Both the film and the miniseries open with title cards stating each story is true — they’re not. As with the film, the miniseries uses this bit of trickery as a means to make the audience feel even more at home with the strange combination of characters residing within. It works. The premiere episode, airing Tuesday night at 10pm on FX, starts slowly, introducing oddities in circumstance and reaction rather than throwing us into the mix right away. Nearly a feature in length (more than 70 minutes vs the hour-long episodes that follow it), “The Crocodile’s Dilemma” is a prime example of how modern television allows for more flexibility in storytelling than anything preceding it. If they need an extra few minutes to drive home an emotional scene or include an extra joke or two, the cable networks are here to let them do it. Hawley wisely takes advantage of it to lure in viewers with the lovingly quirky world of small town Minnesota lifestyles before knocking them upside the head with the unwanted darkness of a world outside the white picket fences.

What both the film and the miniseries do so well is present two superficially opposite lifestyles without being condescending to either. They don’t simply frame the polite town folk as good and the interloping antagonists from Fargo as evil. Instead, they’re interested in what makes everyone the same. Neither good nor bad, but complex and unique like the snowflakes covering every inch of the wintery wonderland around them, both sets of characters are given a fair shake in part because each group is given good and bad eggs. We then watch them interact in a nondescript northern town named Bemidji, a setting that’s isolating without being alienating. You feel like you’re there with them in every home, bar, and small business, and you’re able to identify with the idiosyncratic citizens despite the outsiders’ more common diction and demeanor. You’re torn between two worlds instead of choosing which one you belong in.

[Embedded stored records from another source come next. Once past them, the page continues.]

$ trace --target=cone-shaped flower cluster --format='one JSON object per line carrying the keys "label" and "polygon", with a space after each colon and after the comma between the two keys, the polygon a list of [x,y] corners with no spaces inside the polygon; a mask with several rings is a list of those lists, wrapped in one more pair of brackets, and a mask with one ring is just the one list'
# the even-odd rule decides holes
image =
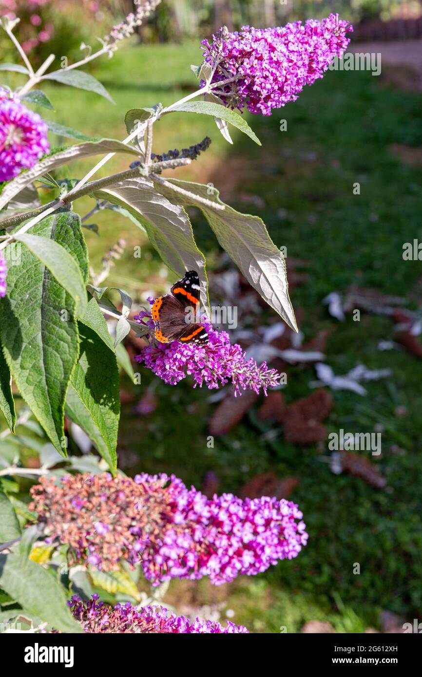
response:
{"label": "cone-shaped flower cluster", "polygon": [[[148,313],[142,311],[135,319],[144,324],[146,320],[154,335],[154,322]],[[278,385],[280,375],[276,370],[269,369],[266,362],[258,366],[254,359],[247,359],[240,346],[230,343],[227,332],[215,331],[208,322],[202,324],[208,332],[209,342],[205,345],[154,341],[135,359],[170,385],[190,376],[194,388],[205,384],[211,390],[231,383],[235,395],[246,389],[255,393],[262,389],[266,395],[268,388]]]}
{"label": "cone-shaped flower cluster", "polygon": [[96,593],[87,602],[74,595],[68,603],[74,617],[82,625],[85,632],[161,634],[232,634],[249,631],[242,626],[236,626],[230,621],[226,625],[198,618],[190,621],[184,616],[169,613],[163,607],[144,607],[140,610],[129,602],[110,607],[98,601]]}
{"label": "cone-shaped flower cluster", "polygon": [[0,299],[3,299],[6,295],[7,286],[6,278],[7,277],[7,263],[0,252]]}
{"label": "cone-shaped flower cluster", "polygon": [[[349,22],[330,14],[321,22],[310,19],[280,28],[229,32],[222,28],[210,44],[202,43],[205,61],[216,66],[212,83],[226,83],[215,91],[231,108],[270,115],[295,101],[305,85],[322,78],[335,56],[349,44]],[[203,83],[203,84],[204,84]]]}
{"label": "cone-shaped flower cluster", "polygon": [[0,181],[9,181],[48,153],[47,129],[37,113],[0,90]]}
{"label": "cone-shaped flower cluster", "polygon": [[290,501],[231,494],[208,499],[165,475],[108,473],[42,477],[30,509],[49,542],[68,544],[70,565],[103,571],[142,563],[153,585],[210,577],[216,585],[295,557],[306,544],[302,513]]}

By establishing this dynamic, Hawley is clear to dig into the issues of his choosing by letting the stories unfold as they actually happened. Certainly he prods them along from time to time — or he’s simply the luckiest son of a gun in the world to be given speeches and scenarios like the ones Malvo creates in the first four episodes (I think not) — but much of what we’re asked to ponder outside the immediate mysteries set forth in the excellent premiere episode has to do with protecting what’s important in life without sacrificing the greater good. Lester Nygaard, played with a perfect degree of reticent anger by Martin Freeman, draws a line in the sand around priorities not entirely of his choosing (Malvo has a hand in there). Gus Grimly (Colin Hanks, finally finding a role perfectly suited for his unique look and sound) decides to protect his daughter before she can remind him of his broader duty. Even Deputy Molly Solverson has to decide how she’s going to move forward in a case that’s far beyond what she’s dealt with before. All of these decisions are set in motion by a man with no specific plan in mind. Anarchy is Malvo’s end game, making for an incredibly appealing overarching motivation.

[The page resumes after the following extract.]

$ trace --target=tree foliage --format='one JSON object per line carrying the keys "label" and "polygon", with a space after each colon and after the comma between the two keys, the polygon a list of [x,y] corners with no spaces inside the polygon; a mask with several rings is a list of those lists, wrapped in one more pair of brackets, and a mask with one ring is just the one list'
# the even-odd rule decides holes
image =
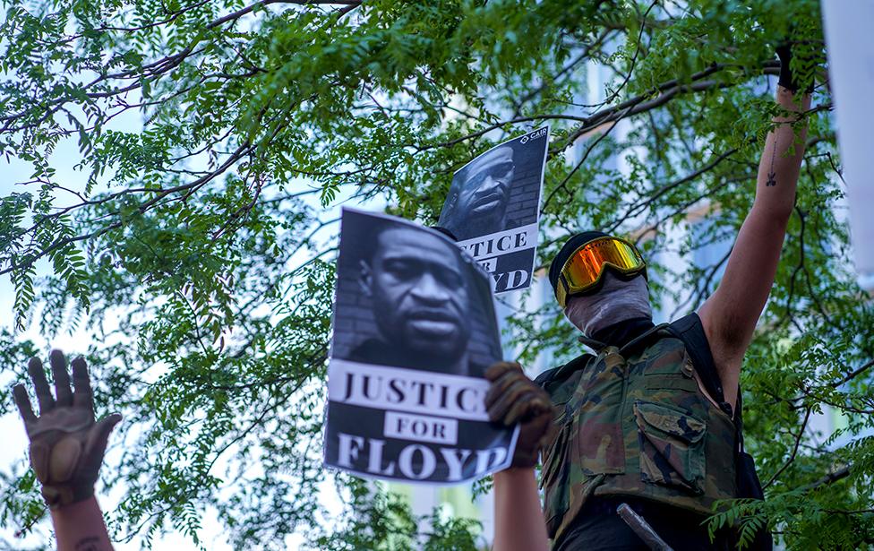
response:
{"label": "tree foliage", "polygon": [[[549,122],[542,264],[583,227],[691,258],[731,239],[751,205],[777,113],[775,46],[795,44],[802,86],[825,66],[814,0],[3,5],[0,152],[32,176],[0,198],[0,275],[18,330],[98,343],[79,352],[99,405],[127,419],[105,473],[124,488],[111,528],[146,543],[169,527],[199,541],[210,508],[241,547],[282,548],[295,532],[313,547],[402,547],[383,515],[416,538],[408,512],[346,477],[340,529],[319,521],[331,207],[371,201],[433,223],[455,169]],[[610,76],[585,105],[595,66]],[[874,311],[849,269],[830,93],[815,94],[742,379],[768,499],[715,522],[767,522],[791,548],[853,547],[874,541]],[[55,155],[69,141],[74,185]],[[703,230],[672,231],[703,204]],[[701,304],[726,260],[677,271],[654,258],[655,300],[679,301],[673,314]],[[553,305],[518,310],[508,331],[523,361],[578,353]],[[0,369],[21,378],[32,345],[2,342]],[[0,391],[0,410],[11,403]],[[826,408],[844,427],[806,431]],[[23,465],[4,484],[3,523],[39,529]],[[433,548],[467,545],[470,526],[434,521]]]}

Though after four episodes it appears Lester’s festering wound and troubled conscious may get the best of him in the end – if emerging characters in episode two don’t beat him to it — Malvo remains a wild card. Many of the locals seem destined for a specific end, but Malvo feels as unstoppable as he acts, destined to roam the countryside as a living myth. Unlike the other characters, Malvo isn’t forced to make a decision. He forces others to make decisions. The speech he gives, quoted at the top of this review, has lasting consequences, but we don’t know if he even means it. Despite saying it with complete conviction, Malvo may not care if he’s washed away in the red tide himself — and it’s that level of self-sacrifice for the sake of decisive action that makes “Fargo” worth visiting one more time.

Criticwire GradeB+

Editor’s note: The original review inaccurately stated the “Fargo” miniseries is based on true events. The show’s opening credits stating as much were meant as an homage to the film’s similar credits, which are widely known to be false. The review has been amended to reflect this information.